Natural human behaviour, resulting from the decoy effect, is often exploited in pricing decisions and also deciding the volumes of the product to be introduced in the market. Companies introduce a third variant of a product which acts as a decoy to increase affinity of consumers towards the product which the company actually wants to sell. Also as a result, companies are also successful to push customers, who usually tend to buy the cheapest product, towards a more expensive product.
The Psychology behind Decoy Effect and how Marketing Managers use it to their benefit
Let’s try to understand it by a simple example where, say, you would like to buy a new MP3 player.
First and foremost, we identify the core proposition in the product. Say in case of MP3 players it may be: the storage capacity and the price – and then play around these two core offerings.

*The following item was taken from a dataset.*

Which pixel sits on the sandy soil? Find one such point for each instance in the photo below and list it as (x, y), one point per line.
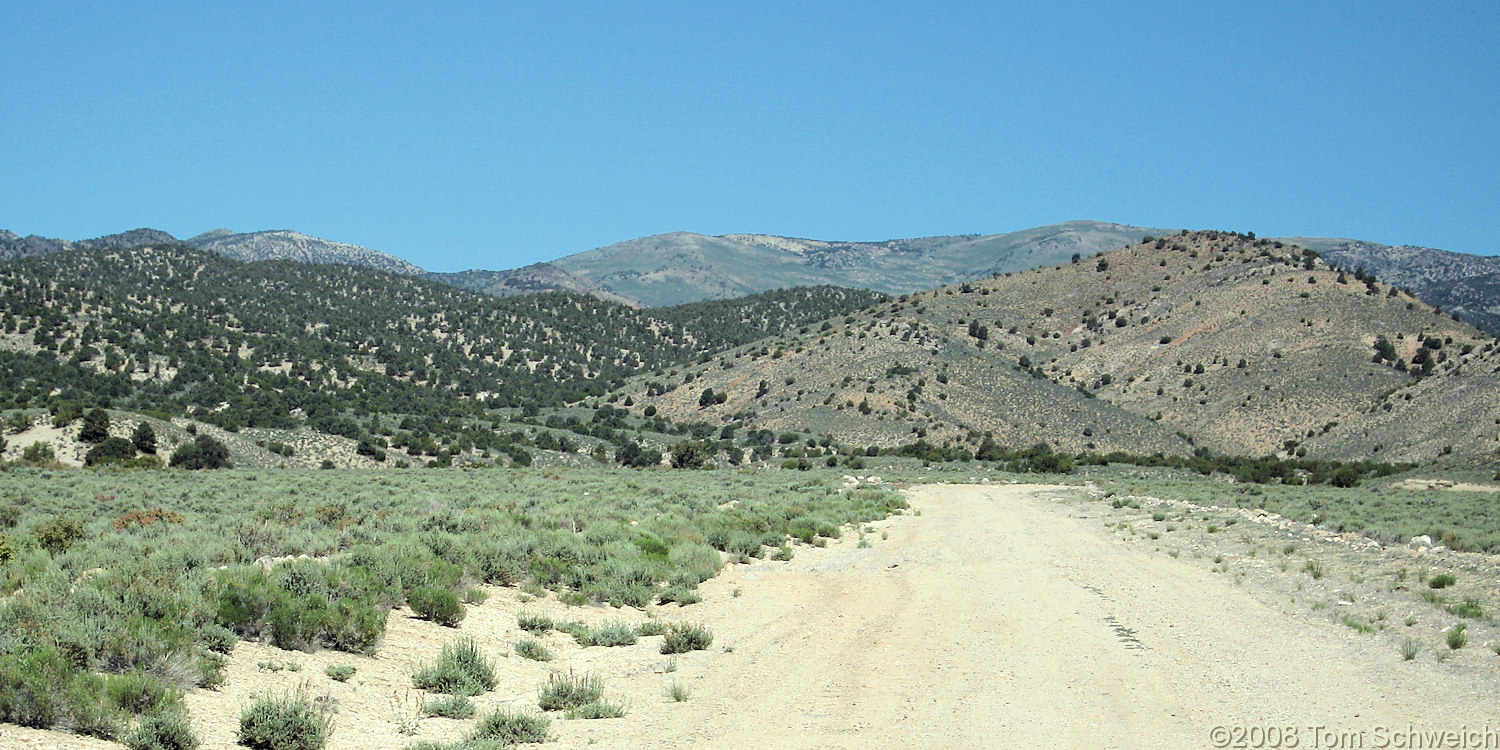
(995, 618)
(1445, 483)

In the image below we have a proposition for two players. When put forward with the below choices, some consumers will prefer A for its greater storage capacity, while others will prefer B for its lower price.
Now let’s add a new MP3 player to our product proposition. MP3 Player C is more expensive than both A and B and has more storage than B but less than A.
The addition of another product i.e. MP3 Player C – which buyers probably avoid (they can pay less for a model with more storage) – causes MP3 Player A, the dominating option, to be chosen more often than when we only had two choices. Because A is better than C in both respects, while B is only partially better than C, more consumers will prefer A now than before. MP3 Player C is the decoy product that will increase sales of A.
Now the point is that the company’s focus model is MP3 Player A and not C. The volumes of C in production will be low and will be positioned as a premium or flagship model whereas MP3 player A will be their hero or best-seller model.